I always remember peoples' eyes. Their mouths and hands too, but the eyes have it. That doesn't mean I know what colour their eyes are but I always remember what emotions they portrayed.

My father had eyes of the palest blue, like the sky directly above on a hot summer day. Bleached blue. They always smiled when he saw one of us (me and my sisters) like he couldn't imagine a better thing to look at. They often looked sad when he didn't think we were looking. Sometimes overwhelmed - I guess raising four girls in the 60s and 70s pretty much on his own can do that to a man. Once, only once they looked both scared and angry.

I was 16 and two hours late coming home from the movies with my boyfriend.

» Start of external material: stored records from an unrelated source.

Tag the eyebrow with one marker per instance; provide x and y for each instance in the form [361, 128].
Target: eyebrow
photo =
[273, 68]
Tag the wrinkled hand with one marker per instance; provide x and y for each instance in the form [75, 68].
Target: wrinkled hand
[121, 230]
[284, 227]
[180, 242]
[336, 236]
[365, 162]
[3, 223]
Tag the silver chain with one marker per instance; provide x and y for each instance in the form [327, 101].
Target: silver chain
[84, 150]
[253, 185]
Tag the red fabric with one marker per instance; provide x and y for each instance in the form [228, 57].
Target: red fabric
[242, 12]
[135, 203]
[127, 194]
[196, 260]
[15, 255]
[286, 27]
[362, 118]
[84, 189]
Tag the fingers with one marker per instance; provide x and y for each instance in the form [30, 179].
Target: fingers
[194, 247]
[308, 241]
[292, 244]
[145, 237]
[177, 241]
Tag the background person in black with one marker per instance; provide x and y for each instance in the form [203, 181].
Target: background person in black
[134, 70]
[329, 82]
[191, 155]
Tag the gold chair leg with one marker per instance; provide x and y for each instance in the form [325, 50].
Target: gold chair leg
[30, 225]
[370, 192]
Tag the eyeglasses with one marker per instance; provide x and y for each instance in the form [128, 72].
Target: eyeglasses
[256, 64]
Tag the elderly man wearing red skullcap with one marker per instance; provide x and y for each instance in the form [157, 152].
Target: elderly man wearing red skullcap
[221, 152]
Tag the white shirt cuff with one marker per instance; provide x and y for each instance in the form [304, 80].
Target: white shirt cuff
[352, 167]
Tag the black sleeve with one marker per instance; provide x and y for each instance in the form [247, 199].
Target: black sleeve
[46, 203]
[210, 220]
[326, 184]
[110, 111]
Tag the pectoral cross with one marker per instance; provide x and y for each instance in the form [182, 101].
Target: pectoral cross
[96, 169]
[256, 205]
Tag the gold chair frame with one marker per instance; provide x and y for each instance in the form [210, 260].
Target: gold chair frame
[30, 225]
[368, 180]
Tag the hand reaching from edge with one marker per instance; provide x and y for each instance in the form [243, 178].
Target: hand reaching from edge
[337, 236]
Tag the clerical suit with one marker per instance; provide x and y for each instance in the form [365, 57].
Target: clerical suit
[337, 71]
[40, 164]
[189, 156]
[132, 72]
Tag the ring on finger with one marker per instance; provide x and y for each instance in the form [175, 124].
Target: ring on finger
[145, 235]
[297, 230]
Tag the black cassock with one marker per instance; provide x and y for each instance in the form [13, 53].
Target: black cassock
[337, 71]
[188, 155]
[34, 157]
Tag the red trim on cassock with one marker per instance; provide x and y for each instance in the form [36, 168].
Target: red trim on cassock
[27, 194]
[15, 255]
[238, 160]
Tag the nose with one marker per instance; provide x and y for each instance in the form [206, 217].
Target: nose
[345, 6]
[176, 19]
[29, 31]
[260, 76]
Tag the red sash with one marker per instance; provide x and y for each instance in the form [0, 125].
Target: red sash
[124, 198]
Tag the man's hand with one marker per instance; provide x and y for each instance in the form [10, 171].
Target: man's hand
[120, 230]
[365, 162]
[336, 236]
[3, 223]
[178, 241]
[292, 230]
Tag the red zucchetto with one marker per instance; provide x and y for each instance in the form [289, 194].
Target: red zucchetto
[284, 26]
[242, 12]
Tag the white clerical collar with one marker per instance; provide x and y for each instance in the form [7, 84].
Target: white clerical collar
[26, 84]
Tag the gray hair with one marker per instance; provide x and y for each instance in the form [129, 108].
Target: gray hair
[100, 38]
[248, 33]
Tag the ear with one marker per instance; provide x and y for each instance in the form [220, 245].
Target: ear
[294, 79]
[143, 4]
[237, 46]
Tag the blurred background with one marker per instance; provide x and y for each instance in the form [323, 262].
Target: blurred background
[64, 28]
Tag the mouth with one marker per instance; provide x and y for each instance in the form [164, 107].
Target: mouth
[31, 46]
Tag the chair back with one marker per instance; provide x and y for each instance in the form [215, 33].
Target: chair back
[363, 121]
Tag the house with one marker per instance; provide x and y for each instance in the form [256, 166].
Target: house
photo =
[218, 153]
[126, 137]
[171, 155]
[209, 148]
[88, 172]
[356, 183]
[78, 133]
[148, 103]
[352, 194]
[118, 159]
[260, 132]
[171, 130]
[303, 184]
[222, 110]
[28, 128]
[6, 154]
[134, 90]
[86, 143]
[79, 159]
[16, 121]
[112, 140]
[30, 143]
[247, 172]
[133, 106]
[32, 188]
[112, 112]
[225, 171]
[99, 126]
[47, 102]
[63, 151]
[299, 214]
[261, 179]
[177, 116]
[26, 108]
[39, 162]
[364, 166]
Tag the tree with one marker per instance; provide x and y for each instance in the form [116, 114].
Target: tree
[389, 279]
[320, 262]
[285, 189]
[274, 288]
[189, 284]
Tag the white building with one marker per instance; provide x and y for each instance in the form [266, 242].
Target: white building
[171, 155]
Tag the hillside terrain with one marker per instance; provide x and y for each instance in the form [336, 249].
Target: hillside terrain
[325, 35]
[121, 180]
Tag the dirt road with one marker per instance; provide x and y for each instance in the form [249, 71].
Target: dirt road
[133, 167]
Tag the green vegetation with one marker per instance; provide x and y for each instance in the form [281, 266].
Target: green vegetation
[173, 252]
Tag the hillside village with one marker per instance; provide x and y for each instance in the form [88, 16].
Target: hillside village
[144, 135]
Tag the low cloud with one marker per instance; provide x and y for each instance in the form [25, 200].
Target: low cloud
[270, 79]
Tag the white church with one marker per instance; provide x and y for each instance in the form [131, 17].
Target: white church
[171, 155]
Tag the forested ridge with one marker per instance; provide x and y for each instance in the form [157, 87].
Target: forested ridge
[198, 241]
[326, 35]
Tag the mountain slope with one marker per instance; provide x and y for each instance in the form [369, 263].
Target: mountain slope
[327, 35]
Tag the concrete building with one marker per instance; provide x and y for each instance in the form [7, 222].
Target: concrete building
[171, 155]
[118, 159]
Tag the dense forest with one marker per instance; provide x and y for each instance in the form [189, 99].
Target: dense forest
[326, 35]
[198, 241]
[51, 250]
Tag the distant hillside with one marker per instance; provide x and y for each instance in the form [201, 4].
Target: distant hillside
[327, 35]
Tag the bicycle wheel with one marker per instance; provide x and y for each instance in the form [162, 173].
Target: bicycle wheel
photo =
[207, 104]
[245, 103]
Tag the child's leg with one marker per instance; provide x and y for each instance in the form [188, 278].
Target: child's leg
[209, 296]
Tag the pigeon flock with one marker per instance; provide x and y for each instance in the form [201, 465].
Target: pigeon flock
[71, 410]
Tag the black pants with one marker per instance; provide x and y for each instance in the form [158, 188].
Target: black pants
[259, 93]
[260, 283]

We'd driven to a town an hour away on the open highway and on the way home the fan belt broke. We had to keep stopping at farm houses to fill the radiator with water. Not once did it occur to me to ask one of the farmers if I could ring Dad and let him know what had happened. It was in the days before mobile phones, even before car phones.

When I walked in the front door he came towards me and the look in his eyes terrified me. He crowded me until I backed into a wall and wagged his finger less than an inch away from my face. It was the most violent I'd ever seen him. He was so out of control he was shaking. I can't remember most of what he said to me. I know he waited until I told him what happened but everything between "Where were you?" and "Don't ever scare me like that again" is lost. But I remembered his eyes and made sure I never made them look like that again.

My daughter Lauren's eyes glitter with a zest for life that encourages me to join in. I've spent a lot of years studying her eyes and know that most of the time they're brown but sometimes they're bright green. I think it has something to do with her health and what vitamins or minerals her body is lacking. I could look at her eyes for hours and never be bored. Every interest or joy or sadness is reflected there and, by just looking at her, I can share it.

I have no idea what colour David's eyes are. I've been going out with him for 7 years, living with him for two but can't remember the colour of his eyes. I know they're soft and gentle and make me want to sink into his arms and stay there. Over the years I've seen them change from tense to relaxed and content. They smile a lot now. They reflect his personality too - generous and caring.

Most eyes are like that - not generous and caring, but reflect the personality of the person.

I met one person years ago whose eyes didn't do that. It was a student I taught, a girl who was very nice and polite and worked hard. Her eyes were silver. Not grey - silver. It was a hard, solid silver, immovable, not molten or changeable. They reflected the light so strongly it was like looking into a mirror all the time, or a flourescent light. I found it very disconcerting. Even when she laughed or cried, her eyes didn't change. The tears made them look shinier but that's all. The colour was so strong that I could see it clearly from across the room, not like other people's eyes where you have to be up close to see exactly what colour they are. It was always a shock to turn from the board and look at the faces of the students in the room - all the other students were faces, their eyes just part of the shape, but with her I saw her eyes first. I remember being thankful that she was a student and I didn't have to try to get to know her or like her because I found her eyes very difficult to deal with. I also remember hoping her classmates didn't have my difficulty. It would have been awful if her friends had judged her because of her eye colour - something she didn't have any control over.